Substrate-free layer-number identification of two-dimensional materials: A case of Mo$_{0.5}$W$_{0.5}$S$_2$ alloy

TL;DR

This paper presents a substrate-free, robust method for determining the layer number of 2D alloy materials using shear and layer-breathing modes, unaffected by substrate or material variations.

Contribution

It introduces a substrate-independent technique based on shear and LB modes to identify layer number in 2D alloys, demonstrated on Mo$_{0.5}$W$_{0.5}$S$_2$.

Findings

Disorder effect is absent in shear and LB modes of 2D alloys.

Monatomic chain model accurately estimates mode frequencies.
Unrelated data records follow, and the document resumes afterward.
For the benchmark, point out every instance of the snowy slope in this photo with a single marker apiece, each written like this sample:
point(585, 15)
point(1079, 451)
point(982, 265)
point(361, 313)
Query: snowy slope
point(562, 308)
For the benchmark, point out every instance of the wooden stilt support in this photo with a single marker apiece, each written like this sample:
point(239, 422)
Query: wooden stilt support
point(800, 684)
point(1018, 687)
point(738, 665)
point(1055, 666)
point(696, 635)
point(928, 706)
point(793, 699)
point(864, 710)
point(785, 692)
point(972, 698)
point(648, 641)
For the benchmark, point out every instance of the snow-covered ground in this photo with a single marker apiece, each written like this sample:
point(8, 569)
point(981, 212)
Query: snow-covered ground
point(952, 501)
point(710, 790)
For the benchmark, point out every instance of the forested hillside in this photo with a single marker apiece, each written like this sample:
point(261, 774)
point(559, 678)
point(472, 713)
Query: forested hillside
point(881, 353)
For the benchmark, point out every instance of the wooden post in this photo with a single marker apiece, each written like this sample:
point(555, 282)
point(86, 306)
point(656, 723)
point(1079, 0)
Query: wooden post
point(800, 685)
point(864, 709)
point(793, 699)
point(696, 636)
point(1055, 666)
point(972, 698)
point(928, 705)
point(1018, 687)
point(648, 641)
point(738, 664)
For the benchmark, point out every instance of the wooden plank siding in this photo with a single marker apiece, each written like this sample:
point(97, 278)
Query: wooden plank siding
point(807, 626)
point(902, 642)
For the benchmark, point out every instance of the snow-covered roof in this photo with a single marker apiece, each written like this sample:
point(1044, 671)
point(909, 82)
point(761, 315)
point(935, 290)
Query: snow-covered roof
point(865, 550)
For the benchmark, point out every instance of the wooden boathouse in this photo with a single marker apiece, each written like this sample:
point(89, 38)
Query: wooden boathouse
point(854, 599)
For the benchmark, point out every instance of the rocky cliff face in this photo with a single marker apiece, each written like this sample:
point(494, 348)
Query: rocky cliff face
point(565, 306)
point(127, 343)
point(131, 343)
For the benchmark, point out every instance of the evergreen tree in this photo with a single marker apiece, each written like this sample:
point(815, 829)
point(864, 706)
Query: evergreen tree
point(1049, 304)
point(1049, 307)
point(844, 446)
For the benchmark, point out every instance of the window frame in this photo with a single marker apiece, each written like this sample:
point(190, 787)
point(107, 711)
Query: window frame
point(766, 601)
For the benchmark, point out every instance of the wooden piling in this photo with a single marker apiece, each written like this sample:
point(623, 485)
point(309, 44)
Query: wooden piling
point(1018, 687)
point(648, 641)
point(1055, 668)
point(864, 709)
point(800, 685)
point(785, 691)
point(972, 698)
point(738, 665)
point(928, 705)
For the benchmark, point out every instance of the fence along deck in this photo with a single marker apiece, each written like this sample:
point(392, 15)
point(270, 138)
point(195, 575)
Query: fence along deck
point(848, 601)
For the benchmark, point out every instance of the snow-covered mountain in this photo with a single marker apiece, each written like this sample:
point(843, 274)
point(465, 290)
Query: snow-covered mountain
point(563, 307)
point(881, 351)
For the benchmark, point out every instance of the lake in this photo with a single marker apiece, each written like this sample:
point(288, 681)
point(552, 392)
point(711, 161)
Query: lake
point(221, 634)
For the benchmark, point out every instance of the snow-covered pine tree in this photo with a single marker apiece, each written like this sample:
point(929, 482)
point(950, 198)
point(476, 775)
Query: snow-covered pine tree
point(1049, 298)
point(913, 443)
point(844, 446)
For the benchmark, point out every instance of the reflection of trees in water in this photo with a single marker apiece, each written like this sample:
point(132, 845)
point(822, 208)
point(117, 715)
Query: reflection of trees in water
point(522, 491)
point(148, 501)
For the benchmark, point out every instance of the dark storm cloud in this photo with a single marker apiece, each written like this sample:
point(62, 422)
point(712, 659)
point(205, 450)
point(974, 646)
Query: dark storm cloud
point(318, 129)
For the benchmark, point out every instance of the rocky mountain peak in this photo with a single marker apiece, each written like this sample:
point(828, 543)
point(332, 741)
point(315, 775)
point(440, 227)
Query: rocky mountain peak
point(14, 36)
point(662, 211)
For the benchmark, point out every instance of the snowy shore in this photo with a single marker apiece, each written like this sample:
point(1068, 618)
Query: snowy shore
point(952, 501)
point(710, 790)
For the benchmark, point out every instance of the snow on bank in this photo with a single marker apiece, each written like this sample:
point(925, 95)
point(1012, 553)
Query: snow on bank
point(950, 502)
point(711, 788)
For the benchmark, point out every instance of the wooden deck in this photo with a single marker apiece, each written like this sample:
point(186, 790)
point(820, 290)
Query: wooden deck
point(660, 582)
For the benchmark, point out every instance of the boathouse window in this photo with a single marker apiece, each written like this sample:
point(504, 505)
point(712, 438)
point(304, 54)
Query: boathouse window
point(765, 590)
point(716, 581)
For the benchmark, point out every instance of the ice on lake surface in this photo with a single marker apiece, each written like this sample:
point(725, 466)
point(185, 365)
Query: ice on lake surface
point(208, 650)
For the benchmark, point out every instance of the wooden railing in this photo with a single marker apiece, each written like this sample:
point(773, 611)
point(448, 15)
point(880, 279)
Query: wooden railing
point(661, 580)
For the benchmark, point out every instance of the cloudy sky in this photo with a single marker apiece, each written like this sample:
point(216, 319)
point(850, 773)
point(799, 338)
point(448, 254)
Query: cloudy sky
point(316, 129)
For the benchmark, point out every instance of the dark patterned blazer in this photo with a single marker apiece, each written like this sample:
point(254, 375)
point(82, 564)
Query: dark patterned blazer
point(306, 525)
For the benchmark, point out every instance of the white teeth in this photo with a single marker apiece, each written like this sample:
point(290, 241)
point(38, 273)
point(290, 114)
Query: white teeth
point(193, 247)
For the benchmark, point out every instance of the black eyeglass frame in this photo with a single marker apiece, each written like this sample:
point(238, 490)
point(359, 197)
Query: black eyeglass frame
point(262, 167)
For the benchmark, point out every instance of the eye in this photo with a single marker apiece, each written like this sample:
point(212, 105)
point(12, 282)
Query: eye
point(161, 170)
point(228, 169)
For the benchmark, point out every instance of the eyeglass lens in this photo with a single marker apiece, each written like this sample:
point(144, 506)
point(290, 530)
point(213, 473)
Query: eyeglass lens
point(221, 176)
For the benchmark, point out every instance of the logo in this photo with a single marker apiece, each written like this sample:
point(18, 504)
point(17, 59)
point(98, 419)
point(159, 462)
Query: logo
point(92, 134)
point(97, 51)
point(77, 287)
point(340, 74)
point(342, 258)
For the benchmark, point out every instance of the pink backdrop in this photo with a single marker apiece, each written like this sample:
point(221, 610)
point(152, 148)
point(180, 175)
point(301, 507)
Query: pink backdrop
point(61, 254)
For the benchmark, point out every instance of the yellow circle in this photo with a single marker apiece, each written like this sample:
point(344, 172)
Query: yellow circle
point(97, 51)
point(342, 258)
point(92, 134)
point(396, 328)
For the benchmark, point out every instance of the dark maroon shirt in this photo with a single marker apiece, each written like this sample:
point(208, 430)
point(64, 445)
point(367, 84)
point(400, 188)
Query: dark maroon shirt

Layer number can be identified regardless of substrate or material properties.

Abstract

Any of two or more two-dimensional (2D) materials with similar properties can be alloyed into a new layered material, namely, 2D alloy. Individual monolayer in 2D alloys are kept together by Van der Waals interactions. The property of multilayer alloys is a function of their layer number. Here, we studied the shear (C) and layer-breathing (LB) modes of Mo$_{0.5}$W$_{0.5}$S$_2$ alloy flakes and their link to the layer number of alloy flakes. The study reveals that the disorder effect is absent in the C and LB modes of 2D alloys, and the monatomic chain model can be used to estimate the frequencies of the C and LB modes. We demonstrated how to use the C and LB mode frequency to identify the layer number of alloy flakes deposited on different substrates. This technique is independent of the substrate, stoichiometry, monolayer thickness and complex refractive index of 2D materials, offering a robust and substrate-free approach for layer-number identification of 2D materials.